In a partnership, two or more people combine resources to start a business. In a partnership, the law doesn’t distinguish between the business and its owners. Partnerships can be a little complicated, because there are three different types possible – general partnerships, limited partnerships, and joint ventures.

Let’s take a look at some of the perks and snags of choosing a partnership for your company’s form of organization.

Perks of small business partnerships

  • Relatively easy to form.
  • Relatively low start-up costs.
  • Simple to start and organize.
  • Partnership agreement has most legal issues covered.
  • Having more than one owner may allow more access to funds.
  • There may be possible tax advantages.
  • It may be easy to attract employees if they’re given the incentive to become a partner.
  • Limited regulation.
  • Ability to benefit from complementary skills of partners and a broader management base.

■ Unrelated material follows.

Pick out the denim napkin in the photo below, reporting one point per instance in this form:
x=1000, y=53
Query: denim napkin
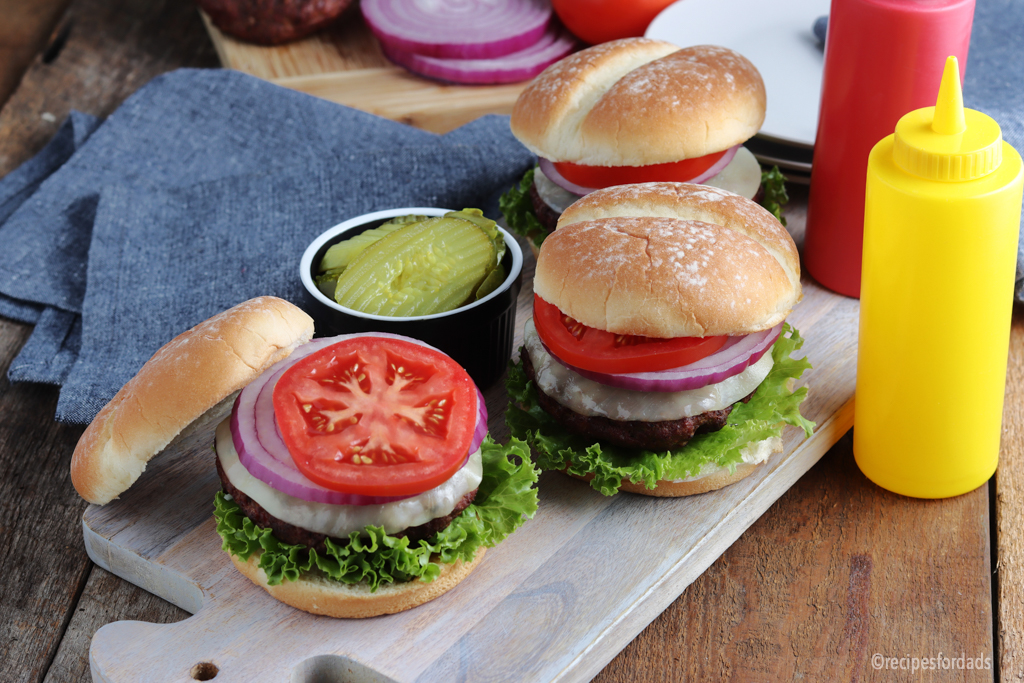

Snags of small business partnerships

  • Each partner may be responsible for the actions of another partner.
  • Profits must be shared with other partners.
  • Unlimited liability for General Partnerships (not separate by law, can be personally liable for all debts even if it means paying debts with personal assets).
  • Control and authority over important decisions is shared.
  • Difficulty in changing ownership.
  • Disagreements among partners may occur; may take a longer time to come to a decision.
  • Difficult to find suitable partners.
  • Some employee benefits are not deductible from business income on tax returns.
  • As a partnership, the company may have a limited life if a partner withdraws or dies.